CycleGAN

Turn a Horse into a Zebra and vice versa with the Magic of Self-Supervised Learning

Generative Adversarial Networks
Published

May 3, 2022

CycleGAN: Turn a Horse into a Zebra and vice versa with the Magic of Self-Supervised Learning

This article explains how CycleGAN (aka Cycle-consistent GAN) works, which is well-known for the demo that translates horse into zebra and vice versa.

The previous article discussed pix2pix, which does similar image translations. The same people that worked on pix2pix developed CycleGAN to overcome problems in pix2pix. So, let’s first see what kind of problems exist in pix2pix, which is valuable knowledge for us to understand CycleGAN better.

1 The Inconvenient Truth about Pix2Pix

1.1 It Needs Pairs of Images for Training

In pix2pix, it is possible to convert the contents of an image into a different style, called image-to-image translation. For example, you can generate a photo-like image from a sketch image.
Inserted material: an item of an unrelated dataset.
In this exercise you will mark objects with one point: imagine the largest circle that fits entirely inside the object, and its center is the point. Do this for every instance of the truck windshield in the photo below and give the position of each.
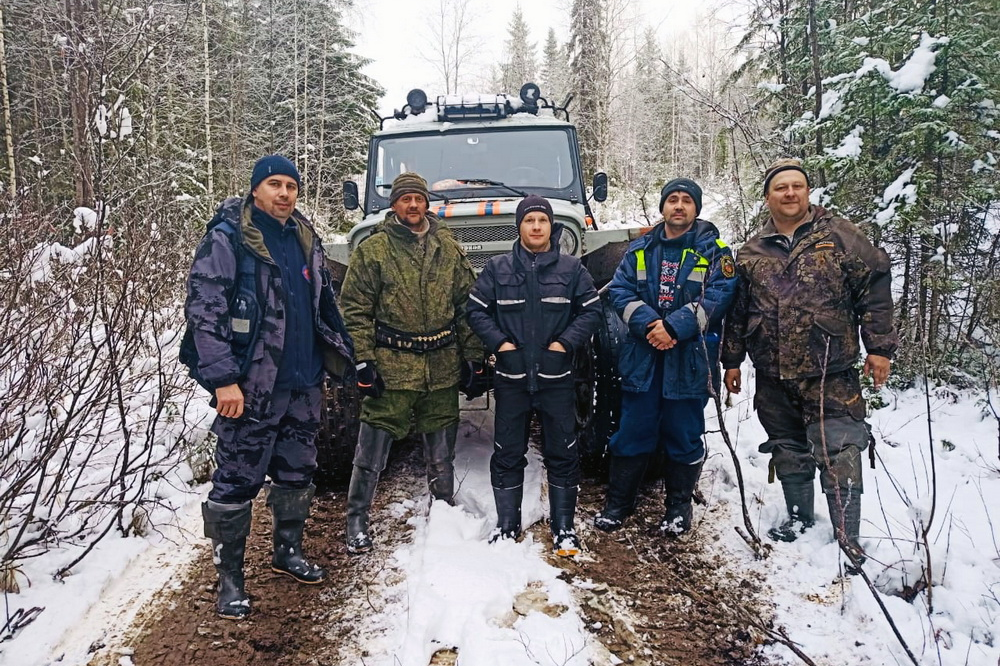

However, since pix2pix uses supervised learning, we must have a lot of pairs of images for training.

Figure 2 (left) of the paper

In the above example paired image sets, \(x_1\) is paired with \(y_1\), \(x_2\) is paired with \(y_2\), and so on. An input (condition) image \(x_i\) must have a corresponding target (label) image \(y_i\). We need many paired images to train a model that can robustly handle unseen input images. However, there aren’t many image-to-image translation datasets since preparing them requires much time and effort. Although it is a common issue in supervised learning that we need to collect many labeled data, it is especially troublesome for image-to-image translation cases due to the need for paired images.

1.2 One-way Image Generation Training

In pix2pix, we train one generator network in one-way image generation. For example, suppose a generator translates from a black-and-white sketch into a colored image. If we want to perform a reverse image-to-image translation (from a colored image to a black-and-white image), we must train another generator separately.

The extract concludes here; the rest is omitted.